One component of the Green Rehab Experiment is to determine if a combination of energy efficiency upgrades, solar panel installations, and reduced energy consumption can result in a century-old apartment building that satisfies the annual energy needs of its occupants solely through on-site renewable energy generation. An experimental apartment building was retrofitted to this end, and has now been occupied for over two years. A previous article introduces the project in more detail.

In two years, the experimental building has shown a 16% decrease in energy usage when compared to an identical control building. However, the experimental building is currently averaging 56,600 kWh of yearly energy use, while its rooftop solar array only generates an average of 22,300 kWh per year. Thus, for the solar array to meet the building’s energy needs, residents must reduce their yearly energy use by 60%! In the next phase of the Green Rehab Experiment, team members will engage occupants to introduce them to energy-saving habits and challenge them to meet this ambitious energy reduction target.

Is a 60% reduction feasible? An initial examination of energy usage data collected as part of the project has already yielded insight into opportunities for considerable energy savings. The usage data has shown that a few units account for a significant amount of the total energy use, while other units use drastically less. Figure 1 below shows the total building energy use by category (in blue) and the projected total energy use (in red) for each category if all units matched the usage of the lowest user per category for October 2016.

Figure 1: Energy usage data for October 2016. The blue bars depict the actual building energy usage by category.

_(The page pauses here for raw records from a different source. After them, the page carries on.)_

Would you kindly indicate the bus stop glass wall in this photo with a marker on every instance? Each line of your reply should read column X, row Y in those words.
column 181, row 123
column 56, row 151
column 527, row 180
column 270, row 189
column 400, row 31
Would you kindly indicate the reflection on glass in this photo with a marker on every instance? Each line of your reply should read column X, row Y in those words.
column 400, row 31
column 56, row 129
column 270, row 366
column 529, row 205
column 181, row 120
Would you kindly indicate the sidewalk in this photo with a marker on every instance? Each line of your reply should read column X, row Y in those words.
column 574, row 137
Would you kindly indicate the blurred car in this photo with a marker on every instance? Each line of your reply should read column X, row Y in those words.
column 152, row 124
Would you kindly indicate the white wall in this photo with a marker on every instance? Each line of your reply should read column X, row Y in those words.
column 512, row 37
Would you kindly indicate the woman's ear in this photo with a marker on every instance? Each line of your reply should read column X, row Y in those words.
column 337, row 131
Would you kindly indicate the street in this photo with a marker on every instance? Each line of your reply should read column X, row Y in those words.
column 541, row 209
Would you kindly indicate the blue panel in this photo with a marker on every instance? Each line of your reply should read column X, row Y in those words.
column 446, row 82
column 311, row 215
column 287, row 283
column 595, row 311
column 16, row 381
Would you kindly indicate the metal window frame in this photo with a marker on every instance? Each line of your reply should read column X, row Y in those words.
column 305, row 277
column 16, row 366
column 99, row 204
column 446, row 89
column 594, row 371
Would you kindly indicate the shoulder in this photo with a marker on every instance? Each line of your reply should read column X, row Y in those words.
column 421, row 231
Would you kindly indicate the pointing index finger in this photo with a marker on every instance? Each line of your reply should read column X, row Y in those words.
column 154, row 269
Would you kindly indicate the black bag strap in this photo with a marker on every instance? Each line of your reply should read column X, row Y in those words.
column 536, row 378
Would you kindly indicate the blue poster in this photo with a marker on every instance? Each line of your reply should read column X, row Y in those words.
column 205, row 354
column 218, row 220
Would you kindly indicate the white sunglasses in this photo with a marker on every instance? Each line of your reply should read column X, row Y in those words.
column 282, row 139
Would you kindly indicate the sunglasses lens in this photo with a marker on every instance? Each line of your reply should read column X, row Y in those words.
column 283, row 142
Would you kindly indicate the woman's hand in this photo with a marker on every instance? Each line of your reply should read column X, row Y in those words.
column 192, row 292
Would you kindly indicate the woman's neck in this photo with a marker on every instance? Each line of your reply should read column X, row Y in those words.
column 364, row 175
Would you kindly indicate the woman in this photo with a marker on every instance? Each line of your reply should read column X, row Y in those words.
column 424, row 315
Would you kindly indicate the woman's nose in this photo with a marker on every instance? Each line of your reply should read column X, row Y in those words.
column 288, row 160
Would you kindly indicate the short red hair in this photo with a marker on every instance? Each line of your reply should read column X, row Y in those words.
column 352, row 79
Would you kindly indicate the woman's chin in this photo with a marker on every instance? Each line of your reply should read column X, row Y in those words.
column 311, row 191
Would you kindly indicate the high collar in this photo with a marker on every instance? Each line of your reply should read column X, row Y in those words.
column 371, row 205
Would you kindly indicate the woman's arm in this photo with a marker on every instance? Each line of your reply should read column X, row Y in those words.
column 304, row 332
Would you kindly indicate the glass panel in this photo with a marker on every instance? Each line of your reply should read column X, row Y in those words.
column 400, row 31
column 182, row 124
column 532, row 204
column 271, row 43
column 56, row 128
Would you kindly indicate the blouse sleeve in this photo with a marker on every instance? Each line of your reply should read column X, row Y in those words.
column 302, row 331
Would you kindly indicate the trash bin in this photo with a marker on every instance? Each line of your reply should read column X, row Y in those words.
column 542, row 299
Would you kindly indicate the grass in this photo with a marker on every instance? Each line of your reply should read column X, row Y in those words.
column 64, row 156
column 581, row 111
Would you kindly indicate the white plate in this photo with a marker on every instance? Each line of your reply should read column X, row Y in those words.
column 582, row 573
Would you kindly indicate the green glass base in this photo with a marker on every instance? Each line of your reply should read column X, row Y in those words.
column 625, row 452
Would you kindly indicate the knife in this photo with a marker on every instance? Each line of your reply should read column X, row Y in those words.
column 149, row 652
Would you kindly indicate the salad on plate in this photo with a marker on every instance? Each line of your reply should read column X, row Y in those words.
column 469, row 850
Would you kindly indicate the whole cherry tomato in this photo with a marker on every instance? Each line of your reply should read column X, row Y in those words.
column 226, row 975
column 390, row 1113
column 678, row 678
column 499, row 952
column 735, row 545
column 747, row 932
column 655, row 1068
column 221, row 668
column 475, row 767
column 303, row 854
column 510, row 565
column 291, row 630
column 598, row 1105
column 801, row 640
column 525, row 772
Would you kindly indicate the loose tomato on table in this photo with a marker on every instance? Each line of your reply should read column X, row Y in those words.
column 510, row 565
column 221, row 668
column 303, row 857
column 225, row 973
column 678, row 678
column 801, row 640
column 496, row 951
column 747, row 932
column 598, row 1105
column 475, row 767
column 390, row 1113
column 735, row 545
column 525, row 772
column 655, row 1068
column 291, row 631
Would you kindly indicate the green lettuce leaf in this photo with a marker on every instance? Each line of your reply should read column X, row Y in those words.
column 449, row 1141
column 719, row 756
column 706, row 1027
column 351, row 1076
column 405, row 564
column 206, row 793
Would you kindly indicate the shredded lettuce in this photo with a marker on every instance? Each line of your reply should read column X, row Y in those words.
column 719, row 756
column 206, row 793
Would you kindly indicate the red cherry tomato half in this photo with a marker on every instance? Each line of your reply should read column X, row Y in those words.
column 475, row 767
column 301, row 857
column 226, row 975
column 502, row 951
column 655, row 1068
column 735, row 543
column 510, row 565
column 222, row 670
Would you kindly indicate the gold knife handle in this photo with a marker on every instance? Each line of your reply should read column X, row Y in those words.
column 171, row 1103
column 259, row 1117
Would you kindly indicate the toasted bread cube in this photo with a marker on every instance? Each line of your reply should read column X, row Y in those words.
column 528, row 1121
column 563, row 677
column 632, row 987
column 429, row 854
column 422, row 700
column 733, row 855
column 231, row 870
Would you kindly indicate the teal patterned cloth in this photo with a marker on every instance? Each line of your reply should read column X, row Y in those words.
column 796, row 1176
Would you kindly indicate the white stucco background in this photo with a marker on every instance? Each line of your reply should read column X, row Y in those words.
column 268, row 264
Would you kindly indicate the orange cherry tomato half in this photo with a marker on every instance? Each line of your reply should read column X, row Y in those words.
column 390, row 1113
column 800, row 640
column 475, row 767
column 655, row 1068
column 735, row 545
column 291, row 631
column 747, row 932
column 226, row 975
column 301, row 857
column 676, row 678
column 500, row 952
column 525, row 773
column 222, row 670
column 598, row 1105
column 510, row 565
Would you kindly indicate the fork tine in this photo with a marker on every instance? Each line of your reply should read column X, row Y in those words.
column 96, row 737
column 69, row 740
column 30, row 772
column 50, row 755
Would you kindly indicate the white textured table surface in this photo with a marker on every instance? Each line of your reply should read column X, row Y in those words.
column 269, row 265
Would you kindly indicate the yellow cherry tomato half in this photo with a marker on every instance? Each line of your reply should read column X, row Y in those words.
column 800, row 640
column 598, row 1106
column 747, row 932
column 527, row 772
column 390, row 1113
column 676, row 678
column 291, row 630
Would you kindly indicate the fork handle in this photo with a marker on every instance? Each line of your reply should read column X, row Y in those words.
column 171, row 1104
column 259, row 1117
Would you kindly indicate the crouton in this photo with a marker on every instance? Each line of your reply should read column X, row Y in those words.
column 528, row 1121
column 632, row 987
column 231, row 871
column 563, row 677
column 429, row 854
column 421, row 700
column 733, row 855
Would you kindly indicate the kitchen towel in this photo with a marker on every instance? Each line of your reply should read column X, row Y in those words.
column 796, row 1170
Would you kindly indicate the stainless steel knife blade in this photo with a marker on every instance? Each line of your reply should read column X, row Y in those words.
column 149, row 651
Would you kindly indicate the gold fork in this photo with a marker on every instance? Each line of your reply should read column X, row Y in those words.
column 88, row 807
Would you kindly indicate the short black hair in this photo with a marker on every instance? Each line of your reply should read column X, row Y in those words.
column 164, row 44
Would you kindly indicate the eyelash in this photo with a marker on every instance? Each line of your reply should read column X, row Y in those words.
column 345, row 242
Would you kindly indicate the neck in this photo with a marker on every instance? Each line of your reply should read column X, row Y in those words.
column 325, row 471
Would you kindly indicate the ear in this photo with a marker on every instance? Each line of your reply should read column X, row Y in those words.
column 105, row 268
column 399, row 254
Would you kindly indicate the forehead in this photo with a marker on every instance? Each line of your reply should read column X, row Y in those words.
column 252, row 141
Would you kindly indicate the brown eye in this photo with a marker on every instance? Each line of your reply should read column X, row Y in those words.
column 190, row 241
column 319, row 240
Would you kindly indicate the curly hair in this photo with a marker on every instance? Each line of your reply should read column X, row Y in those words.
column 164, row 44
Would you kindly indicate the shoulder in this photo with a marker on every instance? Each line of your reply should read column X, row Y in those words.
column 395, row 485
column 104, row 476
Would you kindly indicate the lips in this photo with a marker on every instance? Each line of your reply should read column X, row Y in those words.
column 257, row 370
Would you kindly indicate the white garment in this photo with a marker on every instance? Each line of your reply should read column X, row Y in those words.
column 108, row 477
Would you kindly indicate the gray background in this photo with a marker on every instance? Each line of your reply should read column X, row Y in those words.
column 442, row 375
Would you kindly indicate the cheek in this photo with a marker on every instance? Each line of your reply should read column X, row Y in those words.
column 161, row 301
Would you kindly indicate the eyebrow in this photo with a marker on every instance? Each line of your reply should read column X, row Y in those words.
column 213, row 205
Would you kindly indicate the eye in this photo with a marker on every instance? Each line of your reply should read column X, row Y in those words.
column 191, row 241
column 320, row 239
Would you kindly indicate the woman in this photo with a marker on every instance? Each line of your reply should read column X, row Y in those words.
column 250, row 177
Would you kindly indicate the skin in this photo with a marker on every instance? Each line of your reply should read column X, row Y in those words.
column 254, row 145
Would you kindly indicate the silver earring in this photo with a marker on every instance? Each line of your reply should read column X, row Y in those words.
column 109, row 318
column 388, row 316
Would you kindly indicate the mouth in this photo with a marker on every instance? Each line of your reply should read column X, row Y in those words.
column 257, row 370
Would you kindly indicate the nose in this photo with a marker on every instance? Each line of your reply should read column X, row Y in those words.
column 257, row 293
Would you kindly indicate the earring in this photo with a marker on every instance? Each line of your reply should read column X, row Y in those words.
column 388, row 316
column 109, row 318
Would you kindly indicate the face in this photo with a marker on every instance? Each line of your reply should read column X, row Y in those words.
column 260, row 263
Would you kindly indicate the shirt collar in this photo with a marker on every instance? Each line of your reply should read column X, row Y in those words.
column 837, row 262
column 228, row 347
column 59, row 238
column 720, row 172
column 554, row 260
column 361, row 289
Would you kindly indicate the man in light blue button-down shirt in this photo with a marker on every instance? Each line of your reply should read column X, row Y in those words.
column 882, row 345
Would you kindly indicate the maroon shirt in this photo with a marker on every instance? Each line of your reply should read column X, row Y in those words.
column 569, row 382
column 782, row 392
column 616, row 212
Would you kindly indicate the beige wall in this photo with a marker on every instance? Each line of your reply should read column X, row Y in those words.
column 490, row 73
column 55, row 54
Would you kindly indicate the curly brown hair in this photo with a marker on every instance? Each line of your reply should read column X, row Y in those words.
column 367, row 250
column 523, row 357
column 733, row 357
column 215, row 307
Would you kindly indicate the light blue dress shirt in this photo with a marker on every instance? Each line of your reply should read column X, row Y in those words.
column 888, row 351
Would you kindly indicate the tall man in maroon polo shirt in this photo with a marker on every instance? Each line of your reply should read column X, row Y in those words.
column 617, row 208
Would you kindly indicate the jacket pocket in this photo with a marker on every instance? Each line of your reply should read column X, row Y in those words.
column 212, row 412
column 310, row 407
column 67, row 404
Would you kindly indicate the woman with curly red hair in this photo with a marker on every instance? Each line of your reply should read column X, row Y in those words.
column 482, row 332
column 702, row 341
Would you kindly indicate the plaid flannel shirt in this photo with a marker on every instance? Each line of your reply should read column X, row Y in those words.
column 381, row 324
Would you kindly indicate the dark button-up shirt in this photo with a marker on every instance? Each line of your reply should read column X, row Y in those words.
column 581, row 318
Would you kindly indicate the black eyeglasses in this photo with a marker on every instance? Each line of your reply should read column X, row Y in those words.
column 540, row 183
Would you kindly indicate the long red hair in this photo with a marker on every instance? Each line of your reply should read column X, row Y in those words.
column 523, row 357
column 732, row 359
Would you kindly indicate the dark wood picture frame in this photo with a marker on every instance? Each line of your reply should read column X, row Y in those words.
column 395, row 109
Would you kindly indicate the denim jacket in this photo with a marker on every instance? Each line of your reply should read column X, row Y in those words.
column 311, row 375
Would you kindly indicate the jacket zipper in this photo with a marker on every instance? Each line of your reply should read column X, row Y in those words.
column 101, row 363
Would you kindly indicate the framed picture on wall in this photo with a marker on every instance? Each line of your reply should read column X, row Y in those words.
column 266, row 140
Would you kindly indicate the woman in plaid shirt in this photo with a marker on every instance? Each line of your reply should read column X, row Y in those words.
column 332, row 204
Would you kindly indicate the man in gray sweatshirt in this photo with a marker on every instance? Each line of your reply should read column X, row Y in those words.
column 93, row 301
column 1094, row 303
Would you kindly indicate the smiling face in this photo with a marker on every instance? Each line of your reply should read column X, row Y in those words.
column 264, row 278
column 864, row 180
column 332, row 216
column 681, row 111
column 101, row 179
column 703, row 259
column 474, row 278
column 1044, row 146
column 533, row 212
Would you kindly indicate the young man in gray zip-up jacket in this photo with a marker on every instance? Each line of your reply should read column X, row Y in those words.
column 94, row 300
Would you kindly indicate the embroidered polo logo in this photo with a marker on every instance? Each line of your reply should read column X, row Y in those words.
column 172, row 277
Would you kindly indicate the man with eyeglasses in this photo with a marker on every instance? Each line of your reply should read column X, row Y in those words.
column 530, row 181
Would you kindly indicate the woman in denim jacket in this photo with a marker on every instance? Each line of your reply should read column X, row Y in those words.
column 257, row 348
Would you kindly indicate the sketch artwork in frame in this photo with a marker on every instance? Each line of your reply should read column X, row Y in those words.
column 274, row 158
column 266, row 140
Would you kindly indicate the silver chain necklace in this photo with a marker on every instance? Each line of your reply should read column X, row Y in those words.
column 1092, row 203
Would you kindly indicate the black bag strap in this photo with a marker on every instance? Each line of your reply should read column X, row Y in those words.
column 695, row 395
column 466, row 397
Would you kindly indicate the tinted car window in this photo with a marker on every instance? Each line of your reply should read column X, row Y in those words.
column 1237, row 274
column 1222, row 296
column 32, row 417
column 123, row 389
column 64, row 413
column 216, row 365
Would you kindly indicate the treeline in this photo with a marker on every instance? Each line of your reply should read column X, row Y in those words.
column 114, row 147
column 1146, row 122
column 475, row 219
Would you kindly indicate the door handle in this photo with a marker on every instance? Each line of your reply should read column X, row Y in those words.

The red bars show the projected total building energy use by category if all units matched the energy usage of the unit with smallest energy expenditure for a given category.
*Hot water energy consumption is not metered by unit. However, it is expected that significant energy savings are possible for water heating.
**Total (both actual and projected) includes all categories except hot water.

What is most exciting about this phase of the project is its applicability to the entire Washington University community. The plot above details the massive impact that lifestyle and habits can have on energy consumption. A greater than 60% reduction in energy consumption can result by simply matching the habits of the most efficient energy users.

The Green Rehab team plans to explore simple steps that occupants of the experimental building and members of the broader university community can take to achieve and improve upon these extensive reductions in their own energy consumption. Such steps will include hang drying clothes, using low-flow shower heads, washing clothes with cold water, properly adjusting thermostats, and of course, turning off the lights when leaving a room.